The book examines contemporary education policy and questions the dominant deficit discourse of indigenous women as vulnerable. By contrast, this publication demonstrates the marginalisations and multiple discriminations that indigenous women confront as indigenous persons, as women and as indigenous women. Chapters draw on ethnographic research in Egypt, Ethiopia, India, Mexico, Nepal, Peru and the Philippines and engage with indigenous women's learning from the perspectives of rights, gender equality and cultural, linguistic and ontological diversity. The book investigates intergenerational and intercultural learning and indigenous women's agency and power in the face of complex and dynamic changing social, physical, economic and cultural environments. The grounded ethnographic chapters illustrate indigenous women's diverse historical and contemporary experiences of inequalities, opportunities and formal education and how these influence their strengths, learning aspirations and ways of learning, as well as their values, demands, desires and practices.
Chapters 1- 6 and 8 in this book were originally published in a special issue of the journal Studies in the Education of Adults.
About the Author: Sheila Aikman is Research Associate in the School of International Development, University of East Anglia, UK. She has carried out long- term educational ethnographic research in the Amazon region of Peru and specialised in the areas of gender equality, plurilingualism and intercultural education. She has worked in both academia (University of London and University of East Anglia) and international and national NGOs. She is a member of the UEA UNESCO Chair Team.

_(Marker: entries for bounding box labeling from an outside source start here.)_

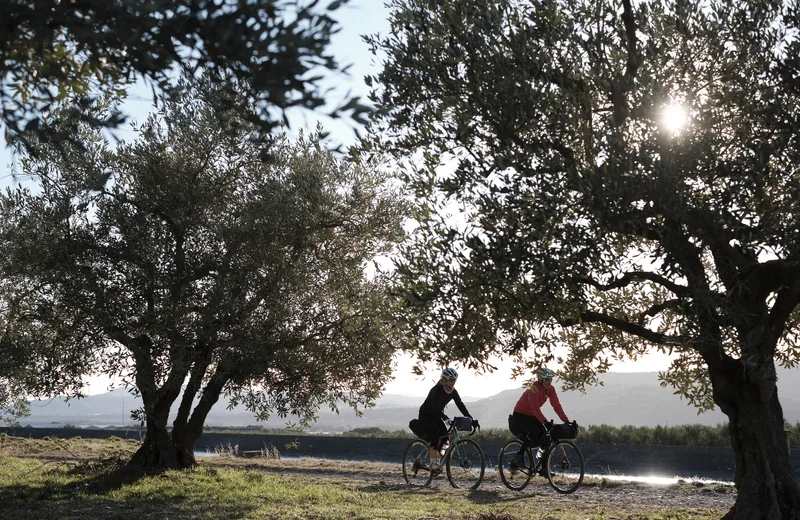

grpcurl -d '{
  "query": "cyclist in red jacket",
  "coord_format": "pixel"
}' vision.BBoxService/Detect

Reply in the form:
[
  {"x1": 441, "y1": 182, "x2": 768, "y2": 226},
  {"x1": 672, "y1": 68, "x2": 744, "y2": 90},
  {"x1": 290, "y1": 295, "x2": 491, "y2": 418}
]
[{"x1": 508, "y1": 367, "x2": 569, "y2": 474}]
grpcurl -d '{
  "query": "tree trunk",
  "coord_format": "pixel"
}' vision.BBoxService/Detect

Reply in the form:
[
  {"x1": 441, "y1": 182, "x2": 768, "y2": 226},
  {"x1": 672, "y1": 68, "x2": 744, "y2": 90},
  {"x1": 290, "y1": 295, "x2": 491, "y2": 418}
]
[
  {"x1": 130, "y1": 386, "x2": 202, "y2": 469},
  {"x1": 710, "y1": 363, "x2": 800, "y2": 520},
  {"x1": 130, "y1": 408, "x2": 197, "y2": 469}
]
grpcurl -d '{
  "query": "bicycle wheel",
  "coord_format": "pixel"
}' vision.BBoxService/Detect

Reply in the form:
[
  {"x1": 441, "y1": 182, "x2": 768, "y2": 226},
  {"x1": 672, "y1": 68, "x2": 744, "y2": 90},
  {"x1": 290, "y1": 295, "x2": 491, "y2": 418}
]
[
  {"x1": 543, "y1": 441, "x2": 586, "y2": 495},
  {"x1": 497, "y1": 441, "x2": 533, "y2": 491},
  {"x1": 445, "y1": 439, "x2": 486, "y2": 489},
  {"x1": 403, "y1": 439, "x2": 433, "y2": 486}
]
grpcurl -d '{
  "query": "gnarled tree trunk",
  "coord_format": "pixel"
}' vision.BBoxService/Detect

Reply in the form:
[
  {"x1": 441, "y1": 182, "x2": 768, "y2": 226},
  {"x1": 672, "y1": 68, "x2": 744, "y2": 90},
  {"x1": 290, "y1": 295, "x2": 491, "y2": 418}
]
[
  {"x1": 130, "y1": 374, "x2": 227, "y2": 469},
  {"x1": 709, "y1": 362, "x2": 800, "y2": 520}
]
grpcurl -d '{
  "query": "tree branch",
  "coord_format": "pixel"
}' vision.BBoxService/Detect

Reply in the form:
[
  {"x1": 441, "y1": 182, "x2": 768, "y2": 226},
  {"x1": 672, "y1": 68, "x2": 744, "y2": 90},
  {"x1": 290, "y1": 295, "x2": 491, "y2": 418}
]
[
  {"x1": 768, "y1": 279, "x2": 800, "y2": 342},
  {"x1": 622, "y1": 0, "x2": 642, "y2": 86},
  {"x1": 636, "y1": 299, "x2": 685, "y2": 326},
  {"x1": 746, "y1": 260, "x2": 800, "y2": 298},
  {"x1": 577, "y1": 271, "x2": 691, "y2": 296},
  {"x1": 558, "y1": 311, "x2": 687, "y2": 346}
]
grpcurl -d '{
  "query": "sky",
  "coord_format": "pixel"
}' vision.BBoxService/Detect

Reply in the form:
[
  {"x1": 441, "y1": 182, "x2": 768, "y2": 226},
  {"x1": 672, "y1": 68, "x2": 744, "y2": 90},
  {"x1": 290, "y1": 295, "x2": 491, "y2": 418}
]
[{"x1": 0, "y1": 0, "x2": 669, "y2": 397}]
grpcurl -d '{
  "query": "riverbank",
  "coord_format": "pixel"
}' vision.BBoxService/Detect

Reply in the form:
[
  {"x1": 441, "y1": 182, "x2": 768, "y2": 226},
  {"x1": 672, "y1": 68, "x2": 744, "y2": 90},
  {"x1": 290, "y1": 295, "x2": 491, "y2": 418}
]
[
  {"x1": 6, "y1": 428, "x2": 800, "y2": 480},
  {"x1": 0, "y1": 438, "x2": 735, "y2": 520}
]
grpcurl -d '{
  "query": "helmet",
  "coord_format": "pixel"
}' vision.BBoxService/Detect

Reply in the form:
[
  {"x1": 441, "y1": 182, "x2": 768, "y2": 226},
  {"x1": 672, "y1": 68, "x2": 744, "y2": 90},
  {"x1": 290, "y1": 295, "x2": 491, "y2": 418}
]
[
  {"x1": 442, "y1": 367, "x2": 458, "y2": 379},
  {"x1": 536, "y1": 367, "x2": 554, "y2": 380}
]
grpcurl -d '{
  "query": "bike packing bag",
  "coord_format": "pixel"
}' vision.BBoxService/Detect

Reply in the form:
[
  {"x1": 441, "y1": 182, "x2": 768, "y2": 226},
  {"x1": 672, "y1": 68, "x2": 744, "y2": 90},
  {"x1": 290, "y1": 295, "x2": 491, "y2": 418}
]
[
  {"x1": 453, "y1": 417, "x2": 472, "y2": 432},
  {"x1": 550, "y1": 423, "x2": 578, "y2": 439},
  {"x1": 408, "y1": 419, "x2": 427, "y2": 439}
]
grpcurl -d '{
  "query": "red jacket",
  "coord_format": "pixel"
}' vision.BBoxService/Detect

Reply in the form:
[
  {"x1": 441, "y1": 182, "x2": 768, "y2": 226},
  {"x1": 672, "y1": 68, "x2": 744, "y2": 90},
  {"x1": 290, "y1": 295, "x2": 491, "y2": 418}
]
[{"x1": 514, "y1": 381, "x2": 569, "y2": 422}]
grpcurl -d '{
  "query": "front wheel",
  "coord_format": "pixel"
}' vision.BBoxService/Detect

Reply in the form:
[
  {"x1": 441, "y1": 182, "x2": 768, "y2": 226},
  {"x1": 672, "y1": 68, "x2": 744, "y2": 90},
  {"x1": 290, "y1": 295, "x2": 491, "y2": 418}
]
[
  {"x1": 445, "y1": 439, "x2": 486, "y2": 489},
  {"x1": 543, "y1": 441, "x2": 586, "y2": 495},
  {"x1": 497, "y1": 441, "x2": 534, "y2": 491},
  {"x1": 403, "y1": 439, "x2": 433, "y2": 486}
]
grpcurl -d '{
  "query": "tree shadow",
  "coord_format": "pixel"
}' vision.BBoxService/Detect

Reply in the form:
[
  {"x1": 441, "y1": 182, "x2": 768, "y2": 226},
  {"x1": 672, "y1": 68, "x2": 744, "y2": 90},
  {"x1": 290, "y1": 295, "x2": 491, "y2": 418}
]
[{"x1": 0, "y1": 466, "x2": 256, "y2": 520}]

Anna Robinson-Pant is Professor of Education in the School of Education and Lifelong Learning, University of East Anglia, UK and holds the UNESCO Chair for Adult Literacy and Learning for Social Transformation. She began her career in Nepal as a teacher educator, development planner and ethnographic researcher. Her current research interests are adult literacy, gender and sustainable development and the internationalisation of higher education.